Uppsala fluviale, verso il Castello di Skokloster

Svezia, in battello davanti al castello di Skokloster © Luca Ferrari

Da Uppsala (Svezia) fino al castello barocco di Skokloster. Navigando sul fiume Fyrisan, fino ad arrivare al golfo di Ekoln, all’estremo nord del lago Mälaren,

di Luca Ferrari

Viaggio nella Svezia più naturale.  Tinte verdastri. Blu come il mare più profondo. Fiumi e laghi sono la mia strada insieme a estemporanei compagni di viaggio. Complici nei visi. Negli scatti fotografici. In qualche ricordo. Quando la corda si stacca dalla banchina, siamo tutti testimoni di questa piccola crociera. Nessuna fermata. Solo noi, l’acqua, la ricca vegetazione sulle sponde e qualche avamposto civile. Dall'esperienza vissuta per il magazine online il reporter, un nuovo mondo acqueo mi si staglia  davanti.

Una fresca brezza mi accompagna nei miei passi di prima mattina a Uppsala, a poco più di 70 km da Stoccolma, capitale della nazione scandinava. Con ancora negli occhi ancora il trionfo barocco della cattedrale, sono pronto per una nuova destinazione. Di mattina presto attraverso la città costeggiando il fiume Fyrisan, fino a raggiungere il ponte Islandsbron dove il battello Carl Gustaf Wrangel è lì ormeggiato. Il molo è ancora privo di passeggeri. I locali vicini sono chiusi.
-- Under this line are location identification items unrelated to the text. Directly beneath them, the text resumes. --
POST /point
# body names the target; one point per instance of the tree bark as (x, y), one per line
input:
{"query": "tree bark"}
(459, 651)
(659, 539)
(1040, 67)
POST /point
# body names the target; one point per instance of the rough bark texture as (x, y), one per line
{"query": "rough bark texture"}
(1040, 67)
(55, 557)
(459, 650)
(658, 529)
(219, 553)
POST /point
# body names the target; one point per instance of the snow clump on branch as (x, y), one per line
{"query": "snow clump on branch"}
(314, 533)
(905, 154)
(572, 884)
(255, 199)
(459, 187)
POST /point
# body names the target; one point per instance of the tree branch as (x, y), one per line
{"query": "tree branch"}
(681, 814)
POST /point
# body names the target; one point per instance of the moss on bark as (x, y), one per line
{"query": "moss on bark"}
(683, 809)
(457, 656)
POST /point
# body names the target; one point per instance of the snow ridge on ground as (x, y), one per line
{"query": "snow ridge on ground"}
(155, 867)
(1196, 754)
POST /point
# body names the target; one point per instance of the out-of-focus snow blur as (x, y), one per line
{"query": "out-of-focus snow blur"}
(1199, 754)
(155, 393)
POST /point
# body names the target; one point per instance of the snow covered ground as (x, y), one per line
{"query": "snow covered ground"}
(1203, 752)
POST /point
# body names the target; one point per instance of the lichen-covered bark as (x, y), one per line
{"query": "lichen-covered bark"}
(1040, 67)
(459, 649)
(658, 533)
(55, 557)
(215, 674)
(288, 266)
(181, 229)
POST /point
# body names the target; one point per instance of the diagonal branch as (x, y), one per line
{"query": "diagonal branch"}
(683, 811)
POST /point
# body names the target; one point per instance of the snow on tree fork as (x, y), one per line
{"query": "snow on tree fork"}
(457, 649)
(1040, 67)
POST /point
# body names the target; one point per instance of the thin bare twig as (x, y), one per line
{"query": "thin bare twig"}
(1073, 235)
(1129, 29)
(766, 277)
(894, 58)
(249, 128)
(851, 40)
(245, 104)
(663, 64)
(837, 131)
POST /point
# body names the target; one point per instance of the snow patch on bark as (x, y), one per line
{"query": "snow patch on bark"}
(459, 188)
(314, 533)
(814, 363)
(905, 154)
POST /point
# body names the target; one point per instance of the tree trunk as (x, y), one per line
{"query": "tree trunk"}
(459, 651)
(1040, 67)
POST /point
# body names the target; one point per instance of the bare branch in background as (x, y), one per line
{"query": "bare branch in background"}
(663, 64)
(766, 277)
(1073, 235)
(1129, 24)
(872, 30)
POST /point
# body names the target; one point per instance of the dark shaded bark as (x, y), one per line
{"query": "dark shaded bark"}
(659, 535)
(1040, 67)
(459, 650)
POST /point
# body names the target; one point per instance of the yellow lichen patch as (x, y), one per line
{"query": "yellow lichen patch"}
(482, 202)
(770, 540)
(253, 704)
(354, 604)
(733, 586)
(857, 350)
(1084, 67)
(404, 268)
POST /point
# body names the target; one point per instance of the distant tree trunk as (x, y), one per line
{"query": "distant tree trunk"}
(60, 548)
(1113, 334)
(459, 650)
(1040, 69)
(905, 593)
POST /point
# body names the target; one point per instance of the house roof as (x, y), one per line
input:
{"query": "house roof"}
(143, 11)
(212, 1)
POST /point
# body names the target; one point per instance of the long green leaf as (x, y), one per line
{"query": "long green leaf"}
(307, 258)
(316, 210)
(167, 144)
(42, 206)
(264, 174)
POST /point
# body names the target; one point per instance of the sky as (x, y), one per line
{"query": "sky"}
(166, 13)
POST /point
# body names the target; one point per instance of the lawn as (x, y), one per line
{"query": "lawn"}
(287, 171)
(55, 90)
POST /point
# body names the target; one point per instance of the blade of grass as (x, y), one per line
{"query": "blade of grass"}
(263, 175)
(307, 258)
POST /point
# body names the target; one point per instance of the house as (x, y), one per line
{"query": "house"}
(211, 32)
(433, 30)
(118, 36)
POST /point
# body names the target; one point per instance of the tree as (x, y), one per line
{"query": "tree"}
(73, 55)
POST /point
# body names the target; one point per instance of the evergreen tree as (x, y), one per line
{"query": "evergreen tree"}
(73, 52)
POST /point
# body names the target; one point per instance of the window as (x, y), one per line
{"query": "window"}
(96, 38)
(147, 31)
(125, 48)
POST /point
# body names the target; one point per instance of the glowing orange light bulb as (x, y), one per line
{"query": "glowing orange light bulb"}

Il capitano ha la tipica aria del vecchio lupo di mare, con tanto di fiera barca bianca. Sul traghetto i posti seduti sono un centinaio al coperto, più altri 48 al piano superiore all’aperto. Solitamente il servizio è in funzione dal maggio al metà settembre. Nel periodo autunnale il fiume è spesso ghiacciato. Una sola partenza giornaliera da Uppsala alle h. 11 con arrivo al castello dopo quasi due ore di navigazione. Prezzo ragionevole attorno alle 200 corone (circa 20 euro) il prezzo di andata e ritorno; gratuito per gli under 12 accompagnati da un adulto gratis e gli over 85.

Nella prima parte del viaggio resto quasi sempre a prua, con le mani a caccia di sussurri rallentati. La navigazione non subisce mai impennate. La corrente è in sintonia col paesaggio circostante. Nei miei ricordi più splendenti in terra svedese, c'è il mare roccioso e sconfinato di Smogen. Questo è un alltro ecosistema. Alberi acquatici. Qualche attracco che mi rimanda al vecchio Mississippi. Da questa posizione riesco solo a immaginare che l’intero mondo sia un posto meraviglioso.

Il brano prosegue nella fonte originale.